Conocerlo es mucho decir. Resulta peculiar analizar lo entrañables que de pronto se vuelven las relaciones virtuales. Cada vez que me topaba con sus fotos, sentía que conocía a sus hijas, que su mujer y yo podríamos ser amigas, que había acariciado a su perro (aunque ahora, pensándolo bien, desconozco si el Calamar tenga mascotas u odie a los perros o prefiera a los gatos. Lo que sí sé es que también estuvo en el Parque México el mismo día en que yo presencié la marcha por la legalización de la cannabis). Casi todas las veces que entraba a su página, dejaba grandes elogios. Mirando sus fotos fue que me interesé por conocer hasta hace unas breves semanas, el kiosco de la Sta. María y el Museo de Geología. Igualmente, él me dejaba comentarios, me invitaba a visitar La Galería Virtual en flickr. Eramos, lo que se puede decir, conocidos cyber. Las fotos de El Calamar en el fotopong eran inmejorables. Fue para mí un gran reto reinterpretar aquella de su hija con una sombrilla estilo oriental de color verde. Si no lo superé con creces, al menos fue mi tiro más elocuente y más elogiado. El Calamar mismo fue quien me dio la noticia de su aparición en bighugelabs, una subpágina de explore en flickr donde aparecen los tiros más visitados y sobresalientes. No cabía en mí de la emoción.
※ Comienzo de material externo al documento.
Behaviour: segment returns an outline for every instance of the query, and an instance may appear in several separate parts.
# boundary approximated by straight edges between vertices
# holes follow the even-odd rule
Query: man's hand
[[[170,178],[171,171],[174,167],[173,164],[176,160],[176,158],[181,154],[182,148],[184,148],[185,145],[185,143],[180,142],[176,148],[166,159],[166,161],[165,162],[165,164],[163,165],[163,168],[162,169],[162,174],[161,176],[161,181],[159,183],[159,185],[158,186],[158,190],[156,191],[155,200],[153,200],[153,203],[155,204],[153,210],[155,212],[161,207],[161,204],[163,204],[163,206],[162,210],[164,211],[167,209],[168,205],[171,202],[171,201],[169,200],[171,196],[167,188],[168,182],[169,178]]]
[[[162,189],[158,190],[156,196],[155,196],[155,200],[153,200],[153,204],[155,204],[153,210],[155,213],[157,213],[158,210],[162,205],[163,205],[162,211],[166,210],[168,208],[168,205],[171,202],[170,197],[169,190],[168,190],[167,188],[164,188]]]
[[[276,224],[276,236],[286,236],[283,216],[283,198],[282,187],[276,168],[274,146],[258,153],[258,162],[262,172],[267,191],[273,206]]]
Un día cualquiera, El Calamar me mandó un correo con una invitación, esta vez, a una exposición no virtual. Se trataba de una exhibición pequeña de fotos tomadas en el Japón. El fotógrafo se llamaba –y se sigue llamando– Aurelio Asiain. Recuerdo muy bien una de sus fotos. Él, fotografiándose en el interior de un elevador mientras dirige su mirada y el rabillo de su cámara hacia el techo espejeante. Puede ser que lo que sigue sea más bien fruto de mi imaginación desbordada o maltrecha pero, si mal no recuerdo, Aurelio no se encontraba solo. Lo acompañaba una típica japonesa, típicamente inmutable ante lo que podría calificarse como un impulso intimidatorio del que empuñaba el arma, la cámara fotográfica, en las paradójicas posibilidades que sugiere siempre el espacio de un ascensor; público al tiempo que íntimo.


(Ahora que busqué la imagen para subirla a esta entrada, corroboro que tanto mi memoria como mi imaginación no andaban del todo perdidas)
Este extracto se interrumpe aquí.